By Marnie Winston-Macauley

“Did you remember to buy me Pepsi, gummy bears, and chocolate chip cookies — the soft kind?” asked my son, as I schlepped a dozen plastic shopping bags. “I got it, I got it,” I answered wearily. “Good! Mom, what about the Altoids … and cigarettes?”

BeachDid I mention he’s 30?

Like many bizarro boomers, when I gave birth, I vowed to be parent-perfect. My child would be allowed to “express” himself, “be” himself, “find” himself. As a Jewish parent, “perfect” was a starting point. I was determined to be a Boomer mama deluxe, which is why I’m asking him if he prefers milk with U-Bet chocolate syrup or Metamucil with his Oreos.

With age, we narcissists started to wonder about our empty-nester parents. “What would they live for?” we worried.
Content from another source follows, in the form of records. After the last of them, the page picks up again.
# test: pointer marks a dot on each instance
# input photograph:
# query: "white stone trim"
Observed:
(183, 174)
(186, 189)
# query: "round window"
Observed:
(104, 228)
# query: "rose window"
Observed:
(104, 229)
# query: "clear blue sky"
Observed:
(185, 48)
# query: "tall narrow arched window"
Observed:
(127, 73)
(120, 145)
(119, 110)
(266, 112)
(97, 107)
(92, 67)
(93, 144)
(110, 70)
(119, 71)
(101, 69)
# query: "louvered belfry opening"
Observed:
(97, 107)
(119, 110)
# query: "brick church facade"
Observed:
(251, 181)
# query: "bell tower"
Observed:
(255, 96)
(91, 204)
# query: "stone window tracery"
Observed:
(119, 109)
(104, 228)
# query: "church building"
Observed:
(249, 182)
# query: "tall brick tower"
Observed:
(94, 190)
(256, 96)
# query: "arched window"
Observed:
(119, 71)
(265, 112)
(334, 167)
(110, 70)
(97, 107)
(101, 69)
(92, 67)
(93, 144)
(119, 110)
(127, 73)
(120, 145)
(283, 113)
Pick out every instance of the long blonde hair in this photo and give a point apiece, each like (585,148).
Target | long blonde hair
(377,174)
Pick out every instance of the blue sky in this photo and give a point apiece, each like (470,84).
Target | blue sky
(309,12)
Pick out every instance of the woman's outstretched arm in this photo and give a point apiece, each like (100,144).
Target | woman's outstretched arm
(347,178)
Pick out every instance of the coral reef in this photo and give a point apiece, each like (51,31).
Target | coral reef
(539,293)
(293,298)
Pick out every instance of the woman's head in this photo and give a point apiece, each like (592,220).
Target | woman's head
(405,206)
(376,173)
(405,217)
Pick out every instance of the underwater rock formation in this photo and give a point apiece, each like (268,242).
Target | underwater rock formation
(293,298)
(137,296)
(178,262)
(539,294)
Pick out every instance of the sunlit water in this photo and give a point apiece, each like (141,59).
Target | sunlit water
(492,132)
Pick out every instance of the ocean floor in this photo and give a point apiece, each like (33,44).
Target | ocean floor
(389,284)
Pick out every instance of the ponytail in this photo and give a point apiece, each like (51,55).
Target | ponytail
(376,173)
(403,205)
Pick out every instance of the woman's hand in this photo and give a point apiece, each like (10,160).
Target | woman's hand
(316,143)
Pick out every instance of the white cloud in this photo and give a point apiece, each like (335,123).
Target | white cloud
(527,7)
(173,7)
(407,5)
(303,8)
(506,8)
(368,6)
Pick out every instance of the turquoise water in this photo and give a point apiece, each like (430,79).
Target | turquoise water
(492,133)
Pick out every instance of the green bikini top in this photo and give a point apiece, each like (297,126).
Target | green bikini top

As usual, life had a way of putting things right. Somehow they managed to muddle through. With the miracle of anti-aging shakes, Viagra, and “wellness clinics,” they danced around early bird buffets, booked into elder-hostels, and downsized to motor, and manufactured homes in places like Miami Beach and Scottsdale. While mama and papa were learning to rap, line-dance, and traverse the Rockies in their RV’s, we were working two careers, caring for our own 30-year-old “kids,” and couldn’t send them to their bubbie and zaydie whose “guest room” consists of a pull-out sofa.

So we’re stuck with our “adultalescents” — the snazzy new psycho-babble for kids who don’t leave home till they’re eligible for Medicare. In fact, in at least one country, Italy, “adultalescence” is being recognized by the laws of the land.